Data and Streams in DataSources

  1. Every data-item is an IEntity containing data about a person, product, file-information etc.

  2. A list of these items is a IEnumerable<IEntity> which contains zero, one or many items

  3. A Stream is an object which has list of items and a name

  4. A correctly built Stream will Provide this list, but only run the code if it's requested

  5. Each DataSource has one or more named Out streams (the default is Default, others can have any name you want)

  6. Very advanced DataSources can have a dynamic list of Out Streams - like the App, which has a stream for each ContentType in the App

  7. Each DataSource can have one or more named In streams coming from other DataSources (usually the first one is called Default)

Building Data / Entities

  1. DataSources use ProvideOut to determine what Streams are provided

  2. The parameter of ProvideOut is a function which returns a list of items so it's either ProvideOut(FunctionName) or ProvideOut(() => { ... })

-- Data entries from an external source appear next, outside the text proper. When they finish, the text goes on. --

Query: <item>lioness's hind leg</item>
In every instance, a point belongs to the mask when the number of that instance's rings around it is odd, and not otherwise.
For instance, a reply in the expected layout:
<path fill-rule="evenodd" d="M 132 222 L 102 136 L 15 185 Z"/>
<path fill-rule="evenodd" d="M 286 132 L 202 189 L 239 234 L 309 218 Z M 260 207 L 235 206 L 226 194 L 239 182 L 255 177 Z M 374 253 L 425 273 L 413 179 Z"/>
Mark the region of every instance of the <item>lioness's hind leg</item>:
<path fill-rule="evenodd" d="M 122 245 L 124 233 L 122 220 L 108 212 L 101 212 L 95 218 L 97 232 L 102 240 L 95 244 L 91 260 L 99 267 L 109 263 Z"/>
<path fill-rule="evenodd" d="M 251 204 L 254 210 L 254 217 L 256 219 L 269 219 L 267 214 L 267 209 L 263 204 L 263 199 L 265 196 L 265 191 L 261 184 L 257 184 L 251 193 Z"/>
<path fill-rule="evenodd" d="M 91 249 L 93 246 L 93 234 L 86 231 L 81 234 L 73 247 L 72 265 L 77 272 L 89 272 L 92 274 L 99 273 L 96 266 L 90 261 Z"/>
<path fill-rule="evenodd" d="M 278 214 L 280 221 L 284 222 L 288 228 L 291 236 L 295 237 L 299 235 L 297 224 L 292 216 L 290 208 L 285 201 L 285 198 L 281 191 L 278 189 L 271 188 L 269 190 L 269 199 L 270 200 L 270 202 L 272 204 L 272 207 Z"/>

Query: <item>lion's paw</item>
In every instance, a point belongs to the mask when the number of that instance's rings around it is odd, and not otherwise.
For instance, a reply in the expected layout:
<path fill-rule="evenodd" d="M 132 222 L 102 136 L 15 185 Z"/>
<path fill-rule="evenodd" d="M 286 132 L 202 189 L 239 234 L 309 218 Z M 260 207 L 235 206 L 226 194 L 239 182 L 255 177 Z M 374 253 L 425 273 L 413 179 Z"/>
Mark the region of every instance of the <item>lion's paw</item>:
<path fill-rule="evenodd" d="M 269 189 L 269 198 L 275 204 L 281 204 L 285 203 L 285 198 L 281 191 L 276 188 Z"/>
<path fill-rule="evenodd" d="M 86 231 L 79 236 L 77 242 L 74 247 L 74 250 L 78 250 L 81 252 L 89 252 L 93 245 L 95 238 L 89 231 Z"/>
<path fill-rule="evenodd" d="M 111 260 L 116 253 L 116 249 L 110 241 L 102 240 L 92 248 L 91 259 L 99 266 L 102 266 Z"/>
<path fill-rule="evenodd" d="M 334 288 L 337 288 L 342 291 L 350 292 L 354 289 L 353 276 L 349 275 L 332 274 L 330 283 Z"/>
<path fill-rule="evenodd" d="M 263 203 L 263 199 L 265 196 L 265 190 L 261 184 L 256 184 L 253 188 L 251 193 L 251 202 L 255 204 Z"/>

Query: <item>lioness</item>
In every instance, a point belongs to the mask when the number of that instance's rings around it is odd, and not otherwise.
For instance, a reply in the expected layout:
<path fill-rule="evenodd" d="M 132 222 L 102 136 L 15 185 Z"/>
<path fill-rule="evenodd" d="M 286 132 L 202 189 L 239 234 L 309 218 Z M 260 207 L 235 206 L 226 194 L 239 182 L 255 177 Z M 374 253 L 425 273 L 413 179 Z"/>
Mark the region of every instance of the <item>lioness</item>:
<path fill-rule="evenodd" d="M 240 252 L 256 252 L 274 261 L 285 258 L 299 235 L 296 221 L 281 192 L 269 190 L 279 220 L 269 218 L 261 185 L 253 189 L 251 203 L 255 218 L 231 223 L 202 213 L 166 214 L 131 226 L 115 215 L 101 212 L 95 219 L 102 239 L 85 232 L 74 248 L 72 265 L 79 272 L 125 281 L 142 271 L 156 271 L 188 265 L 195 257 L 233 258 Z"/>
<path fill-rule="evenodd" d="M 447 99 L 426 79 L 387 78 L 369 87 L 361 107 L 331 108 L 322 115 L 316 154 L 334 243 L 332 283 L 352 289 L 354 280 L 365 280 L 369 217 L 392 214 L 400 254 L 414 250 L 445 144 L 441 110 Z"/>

  3. The code of each ProvideOut is only run if the Stream is requested

  4. Different Base Classes have different ProvideOut signatures accepting different kinds of data

    1. The most basic base class only accepts functions returning IEnumerable<IEntity>
    2. Easier base classes accept any of IEnumerable<IEntity>, IEnumerable<RawEntity>, IEnumerable<AnonymousType> or even a single item (not an IEnumerable)
  5. Internally the data will always be converted to an IEnumerable<IEntity> so that it can be used by other DataSources

  6. When using the easier base classes, the conversion is done automatically

    1. You can also configure how the conversion works using options: new DataFactoryOptions(...) (see DataFactoryOptions)
    2. In very advanced cases you can also convert it to IEntity yourself, but this is not documented
  7. Generated IEntities can also have Relationships - like folders to files and visa versa
    This is not yet documented, but if you need this, check out the AppFiles DataSource

Receiving Data from In for further processing

If your DataSource performs filtering or similar actions on existing data, then this data comes in on the In streams. In such scenarios, you would simply iterate over the In[streamname].List and provide the result in your out-stream again. You can find many examples in the EAV DataSources code.

TODO:

  1. When DataSources are attached to each other, they are connected by one or more Links

  2. Only the downstream DataSource (the one with the In) knows about the connection, the upstream DataSource (the one with the Out) doesn't know about it

  3. Data from connections are only accessed when necessary

  4. The links are also important for caching, since often caching depends on Upstream refreshes

Links use an immutable Fluid API, but this is not yet documented TODO:

Configuration of a DataSource

  1. DataSource classes can have many properties like int AmountToGet, bool IncludeDeleted etc. which change their behavior

  2. There is a Configuration System which automates how such configurations are passed to the DataSource

  3. To connect the Properties with the Configuration System you need the ConfigurationAttribute and Configuration.GetThis() - see Configurable DataSource

  4. Each DataSource has an own ConfigurationProvider, which gives the DataSource information about the environment (like Portal or Tab information), App-Settings and more

  5. The reason why each one has an own ConfigurationProvider is because each DataSource can have own configurations

  6. Each DataSource can have custom Configuration provided by code or entered by the user in VisualQuery

  7. Configurations are always string based since they use Tokens. Keep this in mind when you need int or bool, because conversions can fail, which is why Configuration.GetThis(fallback) has a fallback parameter - see ConfigurationProvider

  8. Tokens always use LookUp Sources so you should read about them

Configuration in VisualQuery

  1. When you use a DataSource in VisualQuery, you can configure it by clicking the cogwheel

  2. This is only available if the DataSource has a VisualQuery Attribute mentioning the ConfigurationType or if it's a Dynamic DataSource which automatically can find the configuration ContentType

  3. If the user edited data, internally it's stored as an IEntity object, which is then passed to the DataSource as a configuration

  4. Usually the fields in the UI are all string based, even for numbers and bool, because the user may want to use Tokens

Caching

  1. DataSources also have cache-identity mechanism, to inform any up-stream cache what parameters actually caused this result, so that the data could be cached if needed

  2. Configurations are taken into account when caching, so that the cache for AmountToGet=5 is different from AmountToGet=10


History

This document mentions too many different aspects of the system, so no detailed history is given here.